Nic tak nie umocni pozycji Apple na rynku gier jak współpraca z Nintendo. Co więcej, za firmą z Kioto chcąc nie chcąc pójdą producenci gier na Wii, więc biblioteka tvOS szybko zostanie wzbogacona o wspomniane wyżej Xenoblade Chronicles, czy też Pokémony, Bayonettę i wiele innych pozycji. Nie można również zapomnieć o innym aspekcie – żaden naród nie wydaje tyle pieniędzy na gry z App Store co Japończycy. Wydaje się więc wielce prawdopodobne, że „wyposażenie” Apple TV w japońskie produkcje (także te, po które żaden Europejczyk prawdopodobnie nie sięgnie) przyniesie firmie z Cupertino niemały wzrost przychodów z tej części azjatyckiego rynku.

W powyższych akapitach nakreśliłem idylliczną wizję współpracy lub też przejęcia Nintendo przez Apple. Mam jednak obawy, że nigdy nie dojdzie ona do skutku, a wszystko za sprawą wspomnianego już wyżej japońskiego patriotyzmu. Problem dotyczy sprzedaży firmy z tradycjami. Nintendo zostało założone w 1889 r. – na świecie nie ma już nikogo, kto pamięta to wydarzenie rozgrywające się w złotych dla Japonii czasach. Zarówno zarząd Nintendo, jak i sam rząd kraju mogą być bardzo przeciwne ewentualnemu przejęciu przez amerykańską firmę.
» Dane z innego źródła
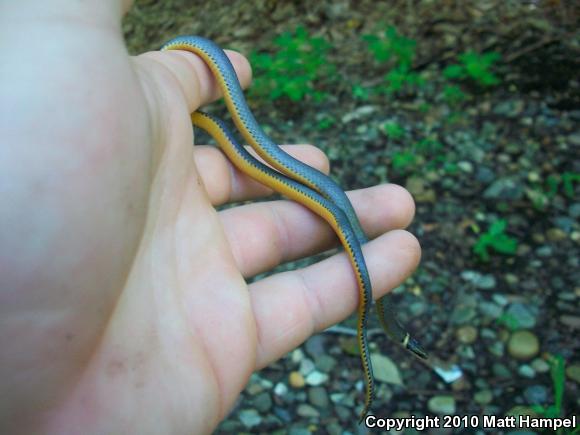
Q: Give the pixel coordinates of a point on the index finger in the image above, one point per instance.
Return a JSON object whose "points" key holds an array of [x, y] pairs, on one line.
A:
{"points": [[194, 77]]}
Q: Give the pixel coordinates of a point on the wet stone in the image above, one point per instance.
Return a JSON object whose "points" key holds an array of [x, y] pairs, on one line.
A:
{"points": [[483, 397], [249, 417], [307, 411], [490, 309], [263, 402], [523, 315], [442, 405], [325, 363], [526, 371], [466, 334], [318, 397], [536, 394], [523, 345]]}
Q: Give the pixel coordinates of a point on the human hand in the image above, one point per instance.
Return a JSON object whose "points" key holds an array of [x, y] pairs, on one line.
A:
{"points": [[123, 301]]}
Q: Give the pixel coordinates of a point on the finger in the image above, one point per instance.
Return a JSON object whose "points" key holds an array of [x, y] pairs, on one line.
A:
{"points": [[263, 235], [291, 306], [224, 183], [193, 76]]}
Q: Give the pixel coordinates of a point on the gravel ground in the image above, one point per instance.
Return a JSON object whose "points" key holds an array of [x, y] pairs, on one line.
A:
{"points": [[494, 327]]}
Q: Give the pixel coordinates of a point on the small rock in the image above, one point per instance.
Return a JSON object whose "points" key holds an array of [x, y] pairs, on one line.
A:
{"points": [[325, 363], [556, 235], [490, 309], [385, 369], [281, 389], [536, 394], [306, 366], [315, 346], [318, 397], [483, 397], [504, 188], [263, 402], [501, 371], [484, 175], [526, 371], [522, 314], [442, 405], [358, 113], [523, 345], [509, 108], [573, 372], [497, 348], [466, 334], [307, 411], [465, 166], [571, 321], [316, 378], [540, 366], [249, 417], [462, 315]]}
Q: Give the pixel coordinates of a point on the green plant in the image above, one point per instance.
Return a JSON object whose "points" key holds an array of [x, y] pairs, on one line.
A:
{"points": [[558, 375], [476, 67], [360, 92], [399, 52], [300, 62], [541, 194], [495, 239], [392, 129], [452, 94]]}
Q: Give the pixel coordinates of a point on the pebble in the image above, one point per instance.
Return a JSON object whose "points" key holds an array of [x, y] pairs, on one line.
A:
{"points": [[325, 363], [249, 417], [315, 346], [536, 394], [573, 372], [509, 108], [540, 365], [523, 345], [504, 188], [296, 380], [480, 281], [571, 321], [318, 397], [501, 371], [263, 402], [307, 411], [465, 166], [490, 309], [462, 314], [526, 371], [306, 366], [523, 315], [497, 348], [483, 397], [466, 334], [316, 378], [556, 235], [484, 175], [281, 389], [298, 429], [385, 369], [442, 405]]}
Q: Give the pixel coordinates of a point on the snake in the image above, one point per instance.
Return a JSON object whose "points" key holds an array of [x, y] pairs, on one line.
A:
{"points": [[299, 182]]}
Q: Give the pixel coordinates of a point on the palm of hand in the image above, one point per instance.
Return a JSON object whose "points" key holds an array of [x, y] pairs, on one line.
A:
{"points": [[145, 319]]}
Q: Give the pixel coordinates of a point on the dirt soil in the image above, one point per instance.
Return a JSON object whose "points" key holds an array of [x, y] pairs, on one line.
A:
{"points": [[498, 324]]}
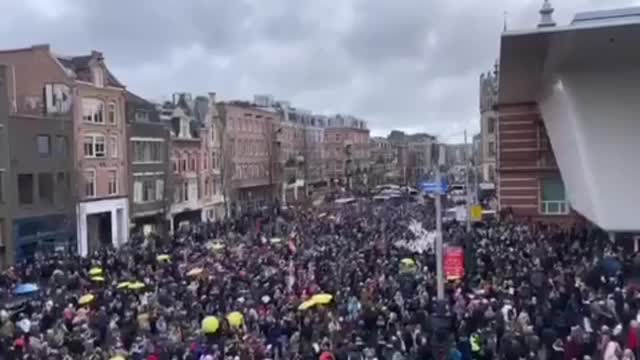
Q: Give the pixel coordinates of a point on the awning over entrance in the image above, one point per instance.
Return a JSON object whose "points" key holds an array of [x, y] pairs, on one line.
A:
{"points": [[585, 78]]}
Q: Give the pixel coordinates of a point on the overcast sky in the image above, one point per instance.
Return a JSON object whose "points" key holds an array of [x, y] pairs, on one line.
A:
{"points": [[399, 64]]}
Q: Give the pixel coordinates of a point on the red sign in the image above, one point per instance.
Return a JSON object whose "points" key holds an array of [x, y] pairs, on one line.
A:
{"points": [[453, 263]]}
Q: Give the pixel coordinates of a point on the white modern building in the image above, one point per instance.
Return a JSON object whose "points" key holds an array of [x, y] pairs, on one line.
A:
{"points": [[585, 79]]}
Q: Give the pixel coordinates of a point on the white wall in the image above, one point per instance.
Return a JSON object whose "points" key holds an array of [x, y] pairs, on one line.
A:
{"points": [[119, 226], [593, 121]]}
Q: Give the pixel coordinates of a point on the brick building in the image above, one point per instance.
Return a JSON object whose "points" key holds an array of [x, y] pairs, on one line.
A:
{"points": [[149, 171], [99, 153], [37, 205], [347, 152], [251, 174]]}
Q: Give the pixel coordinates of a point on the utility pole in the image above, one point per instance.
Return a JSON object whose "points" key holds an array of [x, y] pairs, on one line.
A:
{"points": [[439, 245], [466, 177]]}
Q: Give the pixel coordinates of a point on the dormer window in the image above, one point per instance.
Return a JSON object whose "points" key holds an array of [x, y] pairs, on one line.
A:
{"points": [[184, 129], [98, 76]]}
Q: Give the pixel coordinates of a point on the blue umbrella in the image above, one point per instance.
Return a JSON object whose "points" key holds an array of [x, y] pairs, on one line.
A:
{"points": [[24, 289]]}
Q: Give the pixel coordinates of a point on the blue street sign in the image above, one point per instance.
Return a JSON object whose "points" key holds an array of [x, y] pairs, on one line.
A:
{"points": [[433, 187]]}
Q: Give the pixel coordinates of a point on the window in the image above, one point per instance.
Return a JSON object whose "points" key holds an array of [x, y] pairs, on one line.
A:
{"points": [[553, 197], [112, 113], [491, 125], [159, 189], [90, 183], [137, 192], [112, 176], [98, 76], [25, 189], [62, 183], [185, 191], [94, 146], [148, 190], [62, 145], [142, 116], [147, 151], [45, 187], [1, 186], [92, 111], [44, 145], [113, 146]]}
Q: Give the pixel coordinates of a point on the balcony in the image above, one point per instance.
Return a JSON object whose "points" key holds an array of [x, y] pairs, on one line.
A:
{"points": [[554, 207]]}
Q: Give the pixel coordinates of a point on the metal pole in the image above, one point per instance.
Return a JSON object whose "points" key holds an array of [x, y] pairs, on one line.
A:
{"points": [[439, 251], [466, 177]]}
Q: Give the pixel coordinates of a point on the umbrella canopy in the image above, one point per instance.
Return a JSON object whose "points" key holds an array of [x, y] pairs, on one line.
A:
{"points": [[163, 257], [85, 299], [307, 304], [235, 319], [136, 285], [26, 288], [96, 271], [408, 262], [322, 299], [210, 324], [195, 272]]}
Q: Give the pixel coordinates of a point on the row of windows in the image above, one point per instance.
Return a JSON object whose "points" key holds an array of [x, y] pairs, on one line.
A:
{"points": [[148, 190], [250, 171], [95, 146], [90, 183], [93, 111], [147, 151], [190, 163], [61, 146], [45, 185]]}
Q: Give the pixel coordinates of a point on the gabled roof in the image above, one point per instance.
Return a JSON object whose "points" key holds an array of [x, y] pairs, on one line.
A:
{"points": [[79, 65], [133, 98]]}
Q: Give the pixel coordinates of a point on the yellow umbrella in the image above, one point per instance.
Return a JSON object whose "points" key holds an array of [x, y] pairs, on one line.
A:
{"points": [[136, 285], [307, 304], [85, 299], [322, 299], [163, 257], [235, 319], [210, 324], [408, 262], [217, 246]]}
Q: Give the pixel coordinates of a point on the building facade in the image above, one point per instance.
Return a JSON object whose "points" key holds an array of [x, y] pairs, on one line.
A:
{"points": [[36, 199], [149, 172], [488, 122], [347, 151], [251, 171], [98, 152], [382, 161]]}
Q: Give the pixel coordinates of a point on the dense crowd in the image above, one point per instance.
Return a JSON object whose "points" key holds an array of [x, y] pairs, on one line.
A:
{"points": [[247, 288]]}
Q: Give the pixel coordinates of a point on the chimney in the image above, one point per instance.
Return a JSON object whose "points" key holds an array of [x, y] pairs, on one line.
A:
{"points": [[42, 47], [546, 15]]}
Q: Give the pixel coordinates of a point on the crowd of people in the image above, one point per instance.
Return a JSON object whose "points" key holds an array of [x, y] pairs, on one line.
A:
{"points": [[327, 283]]}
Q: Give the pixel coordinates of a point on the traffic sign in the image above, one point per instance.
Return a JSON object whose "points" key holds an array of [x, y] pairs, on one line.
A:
{"points": [[433, 187], [476, 213]]}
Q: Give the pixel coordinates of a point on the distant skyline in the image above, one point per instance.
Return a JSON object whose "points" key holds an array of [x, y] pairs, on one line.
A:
{"points": [[408, 64]]}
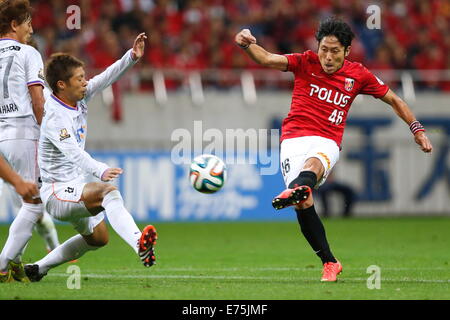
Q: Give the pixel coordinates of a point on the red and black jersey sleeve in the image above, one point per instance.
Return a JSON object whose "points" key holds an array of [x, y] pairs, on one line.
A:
{"points": [[372, 85], [294, 62]]}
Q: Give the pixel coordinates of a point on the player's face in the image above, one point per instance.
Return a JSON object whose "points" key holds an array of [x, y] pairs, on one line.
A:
{"points": [[331, 54], [24, 31], [77, 85]]}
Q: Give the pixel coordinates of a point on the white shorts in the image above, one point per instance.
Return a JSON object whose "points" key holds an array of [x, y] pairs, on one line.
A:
{"points": [[62, 200], [295, 151], [21, 155]]}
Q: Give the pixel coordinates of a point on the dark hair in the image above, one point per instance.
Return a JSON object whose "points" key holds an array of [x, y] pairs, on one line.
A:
{"points": [[60, 67], [19, 10], [338, 28]]}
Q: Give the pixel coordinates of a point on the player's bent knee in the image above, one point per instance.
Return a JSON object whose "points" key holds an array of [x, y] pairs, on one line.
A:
{"points": [[107, 189]]}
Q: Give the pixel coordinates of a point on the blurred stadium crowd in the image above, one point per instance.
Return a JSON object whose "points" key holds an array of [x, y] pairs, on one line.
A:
{"points": [[199, 34]]}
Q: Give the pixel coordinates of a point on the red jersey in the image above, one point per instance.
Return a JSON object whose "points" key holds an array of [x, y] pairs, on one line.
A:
{"points": [[321, 101]]}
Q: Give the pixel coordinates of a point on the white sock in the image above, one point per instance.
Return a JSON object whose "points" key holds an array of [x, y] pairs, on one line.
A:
{"points": [[71, 249], [20, 232], [46, 229], [120, 219]]}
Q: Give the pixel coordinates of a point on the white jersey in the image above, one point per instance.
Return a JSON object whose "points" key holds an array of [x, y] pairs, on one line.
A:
{"points": [[61, 154], [21, 66]]}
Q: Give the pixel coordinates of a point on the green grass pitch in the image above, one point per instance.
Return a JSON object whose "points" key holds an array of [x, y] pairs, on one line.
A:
{"points": [[256, 261]]}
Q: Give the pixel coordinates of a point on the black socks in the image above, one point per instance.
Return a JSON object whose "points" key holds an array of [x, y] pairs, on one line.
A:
{"points": [[313, 230], [305, 178]]}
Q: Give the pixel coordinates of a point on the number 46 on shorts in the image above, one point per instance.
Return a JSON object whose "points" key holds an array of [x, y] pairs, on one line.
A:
{"points": [[336, 117]]}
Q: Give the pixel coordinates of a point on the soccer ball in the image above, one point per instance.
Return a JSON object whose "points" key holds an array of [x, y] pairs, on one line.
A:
{"points": [[207, 173]]}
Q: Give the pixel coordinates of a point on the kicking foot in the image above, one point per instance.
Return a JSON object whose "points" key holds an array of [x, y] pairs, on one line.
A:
{"points": [[331, 271], [18, 272], [32, 272], [146, 244], [291, 197], [6, 276]]}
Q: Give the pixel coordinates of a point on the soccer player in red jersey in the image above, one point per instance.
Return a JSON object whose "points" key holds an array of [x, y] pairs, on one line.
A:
{"points": [[325, 86]]}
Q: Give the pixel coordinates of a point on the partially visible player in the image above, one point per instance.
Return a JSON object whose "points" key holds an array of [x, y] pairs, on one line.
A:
{"points": [[66, 193], [21, 110], [325, 86], [27, 190]]}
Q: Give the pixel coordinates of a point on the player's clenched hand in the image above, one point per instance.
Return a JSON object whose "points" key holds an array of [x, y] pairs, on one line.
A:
{"points": [[245, 38], [139, 46], [27, 190], [111, 174], [423, 141]]}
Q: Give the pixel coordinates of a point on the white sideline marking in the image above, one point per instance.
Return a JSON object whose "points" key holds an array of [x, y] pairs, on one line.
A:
{"points": [[276, 269], [166, 276]]}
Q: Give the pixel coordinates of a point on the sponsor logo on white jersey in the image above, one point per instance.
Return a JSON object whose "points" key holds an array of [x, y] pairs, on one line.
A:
{"points": [[329, 95]]}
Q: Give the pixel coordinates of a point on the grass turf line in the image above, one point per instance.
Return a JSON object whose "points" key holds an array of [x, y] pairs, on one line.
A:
{"points": [[246, 260]]}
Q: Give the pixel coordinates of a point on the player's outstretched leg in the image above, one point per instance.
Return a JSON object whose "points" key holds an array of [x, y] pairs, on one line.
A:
{"points": [[6, 276], [99, 196], [313, 230], [47, 230], [71, 249], [19, 233], [291, 197]]}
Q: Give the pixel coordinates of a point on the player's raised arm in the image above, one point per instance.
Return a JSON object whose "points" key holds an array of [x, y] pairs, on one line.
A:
{"points": [[37, 101], [404, 112], [118, 68], [247, 41]]}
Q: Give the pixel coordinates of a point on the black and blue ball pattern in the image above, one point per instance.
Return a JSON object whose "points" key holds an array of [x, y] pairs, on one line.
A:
{"points": [[207, 173]]}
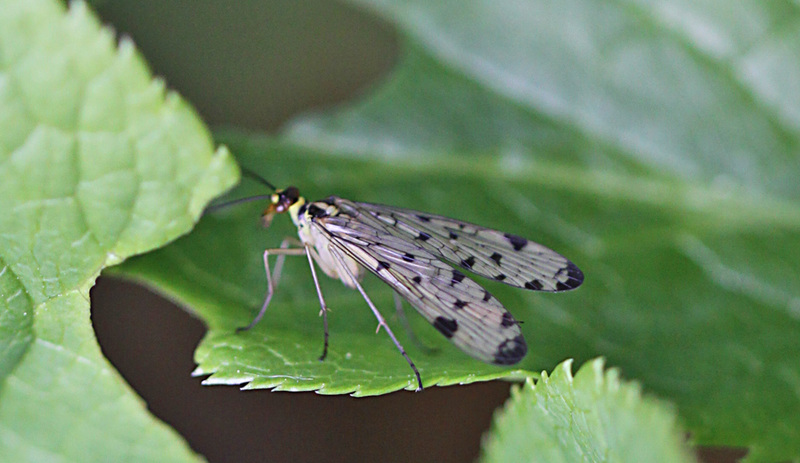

Przejęcie Nintendo przez Apple wydaje się mało prawdopodobne, choć myślę, że przyniosłoby korzyści obu stronom tego typu transakcji. Niemniej jednak obie firmy powinny rozpocząć współpracę, która będzie wykraczać poza prezentację Mario na konferencji Apple. Może właśnie z takimi planami była związana dzisiejsza wizyta Tima Cooka w Kioto.